In 2006, Sister Jane became business manager and pastoral minister at L’Arche Heartland in Overland Park, a facility for the developmentally disabled, but she left after a year. “I couldn’t make the changes needed,” she said. Her next stop was Catholic Charities in 2008.

Losing her parents

Sister Jane with two Lakemary Center residents, David and George, in 2007. Sister Jane served on the Lakemary board for many years.

Sister Jane and her siblings were blessed that their parents both lived long lives, but in 2004, both of her parents died 11 months apart. She said she and her siblings were able to care for them in their final days.

“I could go down every Thursday to help them out for a year,” she said. “That was a real blessing.”

Her mother had a stroke and died on Jan. 11, a month shy of her 83rd birthday. Her father died Dec. 6, at age 96. After her mother’s stroke, Sister Jane was able to spend more time taking care of her dad, and got him into a nursing facility for the last six months, visiting him once a week.

Her mother was a very compassionate, caring person. “She was the one who was taking care of people,” Sister Jane said. “Everyone in my family learned to cook, to create a sense of community.”

The lesson her father taught her was gratitude. “He got to come to the United States and he never forgot it,” she said. “When things are tough for me, I think of all the things I have to be grateful for.”

Free time

Sister Jane enjoys reading, crossword puzzles, going to the performing arts center and doing counted cross stitch and embroidery. “I still like board games and dominoes,” she said.

Sister Jane works the front desk at Catholic Charities with volunteers such as Jackie Hallier, right. “She’s very nice to work with,” Hallier said.

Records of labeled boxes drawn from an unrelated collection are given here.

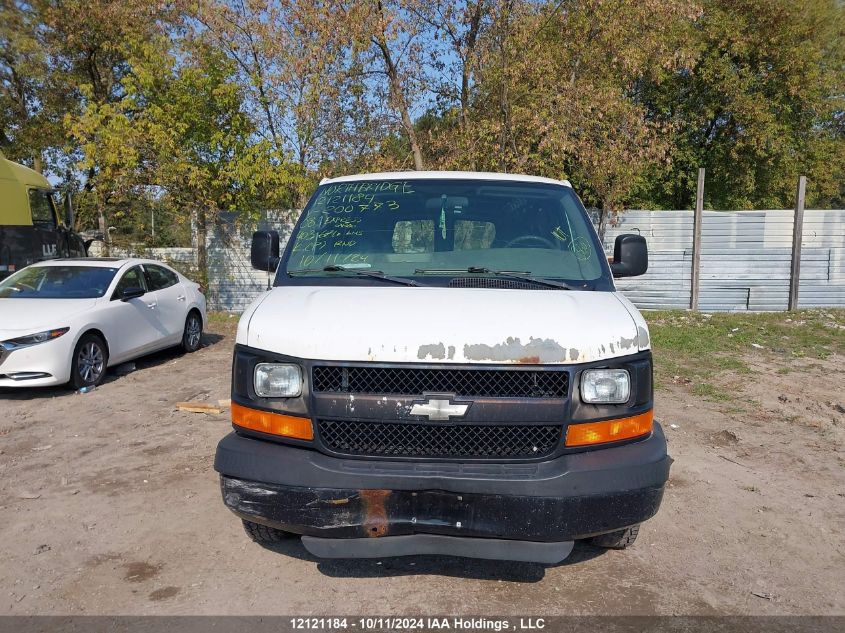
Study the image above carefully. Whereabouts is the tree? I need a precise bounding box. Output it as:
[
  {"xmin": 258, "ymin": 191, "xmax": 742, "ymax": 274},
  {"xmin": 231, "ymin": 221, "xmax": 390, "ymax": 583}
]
[
  {"xmin": 639, "ymin": 0, "xmax": 845, "ymax": 209},
  {"xmin": 71, "ymin": 37, "xmax": 304, "ymax": 274}
]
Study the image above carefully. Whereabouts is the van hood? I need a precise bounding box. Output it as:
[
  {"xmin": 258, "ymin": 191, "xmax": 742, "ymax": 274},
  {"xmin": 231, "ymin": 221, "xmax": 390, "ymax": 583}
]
[
  {"xmin": 237, "ymin": 286, "xmax": 649, "ymax": 364},
  {"xmin": 0, "ymin": 299, "xmax": 97, "ymax": 340}
]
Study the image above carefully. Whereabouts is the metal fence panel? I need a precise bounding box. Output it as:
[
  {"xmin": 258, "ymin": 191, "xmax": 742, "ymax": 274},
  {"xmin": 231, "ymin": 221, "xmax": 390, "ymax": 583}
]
[{"xmin": 605, "ymin": 209, "xmax": 845, "ymax": 311}]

Sister Marcella Schrant served in leadership with Sister Jane in the early 1990s, and the two became good friends after that. “We’ve gone on vacation together several times, including to Mackinac Island and a trip to New Mexico (in 2010) to see the (hot air) balloon fest,” Sister Marcella said. Along with Sister Dee, the three pray together monthly as part of the sunflowers bonded group. “She’s a very prayerful person,” Sister Marcella said. For the past two Christmases, Sister Jane has invited Sister Marcella to join her at her sister’s home.

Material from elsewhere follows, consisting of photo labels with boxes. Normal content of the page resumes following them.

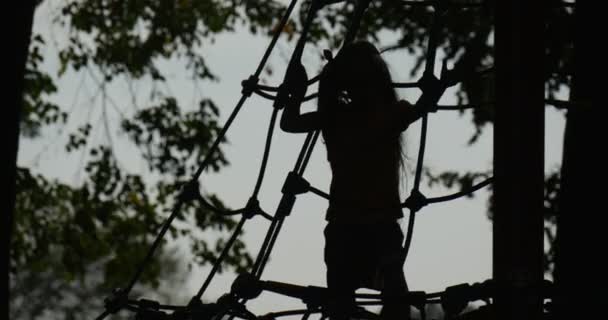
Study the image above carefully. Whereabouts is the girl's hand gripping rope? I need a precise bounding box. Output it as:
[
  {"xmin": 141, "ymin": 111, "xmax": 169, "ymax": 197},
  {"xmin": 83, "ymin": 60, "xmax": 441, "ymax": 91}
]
[{"xmin": 285, "ymin": 62, "xmax": 308, "ymax": 108}]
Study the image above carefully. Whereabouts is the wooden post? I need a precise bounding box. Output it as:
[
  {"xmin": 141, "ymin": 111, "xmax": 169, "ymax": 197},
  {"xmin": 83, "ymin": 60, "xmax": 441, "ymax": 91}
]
[{"xmin": 493, "ymin": 0, "xmax": 544, "ymax": 320}]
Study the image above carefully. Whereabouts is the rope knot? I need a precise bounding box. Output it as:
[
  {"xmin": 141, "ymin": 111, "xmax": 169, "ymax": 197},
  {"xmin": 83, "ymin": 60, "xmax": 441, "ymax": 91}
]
[{"xmin": 241, "ymin": 75, "xmax": 259, "ymax": 97}]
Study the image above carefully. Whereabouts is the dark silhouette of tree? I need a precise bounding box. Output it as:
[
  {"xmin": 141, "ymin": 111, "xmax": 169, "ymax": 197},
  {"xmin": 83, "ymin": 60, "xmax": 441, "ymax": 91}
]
[
  {"xmin": 12, "ymin": 0, "xmax": 283, "ymax": 318},
  {"xmin": 15, "ymin": 0, "xmax": 574, "ymax": 318}
]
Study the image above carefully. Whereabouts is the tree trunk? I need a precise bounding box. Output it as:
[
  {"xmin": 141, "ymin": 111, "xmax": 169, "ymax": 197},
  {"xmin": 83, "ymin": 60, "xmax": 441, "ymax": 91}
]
[
  {"xmin": 554, "ymin": 1, "xmax": 606, "ymax": 319},
  {"xmin": 493, "ymin": 0, "xmax": 546, "ymax": 320}
]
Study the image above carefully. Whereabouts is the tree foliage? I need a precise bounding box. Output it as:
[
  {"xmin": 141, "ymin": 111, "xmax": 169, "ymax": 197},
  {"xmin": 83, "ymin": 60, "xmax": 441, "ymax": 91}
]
[{"xmin": 15, "ymin": 0, "xmax": 572, "ymax": 316}]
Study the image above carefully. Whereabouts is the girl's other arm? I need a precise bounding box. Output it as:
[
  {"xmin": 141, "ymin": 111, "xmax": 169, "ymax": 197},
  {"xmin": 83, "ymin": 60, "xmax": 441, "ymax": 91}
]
[{"xmin": 397, "ymin": 100, "xmax": 435, "ymax": 131}]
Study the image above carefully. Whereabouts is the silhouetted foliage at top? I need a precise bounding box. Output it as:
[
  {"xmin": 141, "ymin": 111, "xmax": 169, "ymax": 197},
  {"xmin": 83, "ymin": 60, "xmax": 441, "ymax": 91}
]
[{"xmin": 10, "ymin": 0, "xmax": 573, "ymax": 318}]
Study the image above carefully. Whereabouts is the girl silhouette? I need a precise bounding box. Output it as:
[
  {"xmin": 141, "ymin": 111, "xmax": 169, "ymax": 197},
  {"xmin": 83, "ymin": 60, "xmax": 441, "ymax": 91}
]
[{"xmin": 281, "ymin": 41, "xmax": 424, "ymax": 319}]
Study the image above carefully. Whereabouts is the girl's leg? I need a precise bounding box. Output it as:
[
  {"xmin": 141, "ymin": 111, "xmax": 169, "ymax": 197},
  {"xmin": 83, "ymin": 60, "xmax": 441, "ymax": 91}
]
[{"xmin": 380, "ymin": 223, "xmax": 410, "ymax": 320}]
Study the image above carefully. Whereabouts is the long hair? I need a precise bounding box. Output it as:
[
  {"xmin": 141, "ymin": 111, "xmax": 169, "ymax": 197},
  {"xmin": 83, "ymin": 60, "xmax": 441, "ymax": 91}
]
[{"xmin": 317, "ymin": 41, "xmax": 405, "ymax": 186}]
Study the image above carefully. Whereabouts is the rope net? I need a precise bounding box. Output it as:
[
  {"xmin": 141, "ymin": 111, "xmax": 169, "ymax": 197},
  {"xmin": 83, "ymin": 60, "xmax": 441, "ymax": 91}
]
[{"xmin": 90, "ymin": 0, "xmax": 550, "ymax": 320}]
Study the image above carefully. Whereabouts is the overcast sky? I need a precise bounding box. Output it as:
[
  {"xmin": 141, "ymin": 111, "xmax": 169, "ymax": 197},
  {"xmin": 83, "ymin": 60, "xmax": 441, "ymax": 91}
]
[{"xmin": 19, "ymin": 0, "xmax": 564, "ymax": 314}]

Sister Jane and Mary Best, who lives about 20 minutes away in Leawood, Kan., have remained friends through the years and usually get together for a Sunday meal once a month.

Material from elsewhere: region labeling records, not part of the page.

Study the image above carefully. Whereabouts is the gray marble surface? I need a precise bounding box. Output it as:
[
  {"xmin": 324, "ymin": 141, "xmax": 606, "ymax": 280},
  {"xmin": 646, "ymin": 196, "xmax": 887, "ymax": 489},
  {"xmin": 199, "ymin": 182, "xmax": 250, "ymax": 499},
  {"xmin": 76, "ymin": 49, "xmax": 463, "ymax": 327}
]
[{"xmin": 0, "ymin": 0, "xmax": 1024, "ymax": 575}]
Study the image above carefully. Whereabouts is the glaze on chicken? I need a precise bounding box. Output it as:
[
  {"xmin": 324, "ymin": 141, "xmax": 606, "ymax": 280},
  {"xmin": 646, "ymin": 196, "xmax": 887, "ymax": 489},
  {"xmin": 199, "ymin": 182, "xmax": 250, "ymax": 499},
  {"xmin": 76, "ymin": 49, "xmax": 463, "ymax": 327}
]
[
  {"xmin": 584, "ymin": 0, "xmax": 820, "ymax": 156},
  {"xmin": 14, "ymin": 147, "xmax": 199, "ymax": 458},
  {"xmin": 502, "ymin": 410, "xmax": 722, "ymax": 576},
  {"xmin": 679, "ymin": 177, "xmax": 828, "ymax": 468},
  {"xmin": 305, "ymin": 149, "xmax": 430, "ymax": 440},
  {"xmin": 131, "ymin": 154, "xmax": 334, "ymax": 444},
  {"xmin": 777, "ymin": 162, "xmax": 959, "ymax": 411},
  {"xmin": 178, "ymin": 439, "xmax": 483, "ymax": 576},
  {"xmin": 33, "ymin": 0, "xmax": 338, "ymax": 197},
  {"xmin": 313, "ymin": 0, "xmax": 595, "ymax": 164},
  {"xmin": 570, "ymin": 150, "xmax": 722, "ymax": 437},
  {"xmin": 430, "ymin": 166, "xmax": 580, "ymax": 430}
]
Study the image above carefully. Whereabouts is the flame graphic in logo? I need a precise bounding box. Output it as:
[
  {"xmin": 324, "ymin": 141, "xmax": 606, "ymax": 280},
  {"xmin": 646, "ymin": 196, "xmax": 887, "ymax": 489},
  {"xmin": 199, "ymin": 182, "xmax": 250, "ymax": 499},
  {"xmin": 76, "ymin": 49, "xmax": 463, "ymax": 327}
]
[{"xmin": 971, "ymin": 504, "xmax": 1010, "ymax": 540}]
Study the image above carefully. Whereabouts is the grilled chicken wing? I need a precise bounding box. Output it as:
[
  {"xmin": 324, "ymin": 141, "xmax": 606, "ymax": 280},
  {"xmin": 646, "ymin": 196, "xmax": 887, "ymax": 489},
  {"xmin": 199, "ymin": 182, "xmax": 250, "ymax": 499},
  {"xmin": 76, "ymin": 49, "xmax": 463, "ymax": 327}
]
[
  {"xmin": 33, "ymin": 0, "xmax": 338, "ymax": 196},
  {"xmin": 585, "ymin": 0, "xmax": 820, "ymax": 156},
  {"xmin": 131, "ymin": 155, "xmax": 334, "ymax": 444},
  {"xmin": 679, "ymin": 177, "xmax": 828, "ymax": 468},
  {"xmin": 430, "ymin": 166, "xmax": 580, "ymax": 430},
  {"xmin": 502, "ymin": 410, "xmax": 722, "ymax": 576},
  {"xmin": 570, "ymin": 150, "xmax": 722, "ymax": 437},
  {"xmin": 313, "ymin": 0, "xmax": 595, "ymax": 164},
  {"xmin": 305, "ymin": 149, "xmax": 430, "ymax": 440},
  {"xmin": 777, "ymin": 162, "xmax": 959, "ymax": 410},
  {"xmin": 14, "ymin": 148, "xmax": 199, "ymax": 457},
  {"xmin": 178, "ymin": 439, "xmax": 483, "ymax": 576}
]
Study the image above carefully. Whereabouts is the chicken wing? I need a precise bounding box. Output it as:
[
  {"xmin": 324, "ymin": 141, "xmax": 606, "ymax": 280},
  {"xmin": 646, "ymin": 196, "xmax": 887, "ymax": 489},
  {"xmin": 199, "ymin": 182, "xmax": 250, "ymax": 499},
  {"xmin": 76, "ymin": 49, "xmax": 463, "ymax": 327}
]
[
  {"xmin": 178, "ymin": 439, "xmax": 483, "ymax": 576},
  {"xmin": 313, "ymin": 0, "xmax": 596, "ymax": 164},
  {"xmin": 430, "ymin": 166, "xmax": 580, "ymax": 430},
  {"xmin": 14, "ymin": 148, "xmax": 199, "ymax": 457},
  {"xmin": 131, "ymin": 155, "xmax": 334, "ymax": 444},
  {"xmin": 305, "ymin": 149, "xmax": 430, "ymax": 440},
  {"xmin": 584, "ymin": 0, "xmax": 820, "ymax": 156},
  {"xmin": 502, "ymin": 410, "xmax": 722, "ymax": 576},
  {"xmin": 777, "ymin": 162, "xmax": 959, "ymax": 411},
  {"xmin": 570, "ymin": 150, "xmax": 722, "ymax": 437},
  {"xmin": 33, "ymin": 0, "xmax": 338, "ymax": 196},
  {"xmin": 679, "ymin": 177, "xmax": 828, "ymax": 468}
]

“She does a needlework that makes beautiful pictures,” Best said. “She listens to audiobooks while doing her needlework,” an allusion to what all her friends say, that Sister Jane is fun, but always efficient.

“In the 1980s, I was into bicycling and she was too,” Best said. “We took bicycle trips on the weekend, maybe 20-30 miles round trip.”

“She’s kind, and a faithful religious,” Best said. “She’s a likable person, we have common interests. She reads good spiritual books, I have that interest too, I ask for her recommendations.” Sister Jane’s favorite authors are the religious writers Joan Chittister, Sandra Schneiders and Elizabeth Johnson, and whoever is writing the latest best-seller.

“I belong to the local art museum, she goes with me at times,” Best said. “She appreciates good music and good art. You won’t find Sister Jane wasting time watching TV.”

It’s doubtful anyone could find Sister Jane ever wasting time. “I thought I would teach school all my life,” Sister Jane said. “I’m glad I’ve had lots of other things I’ve done.”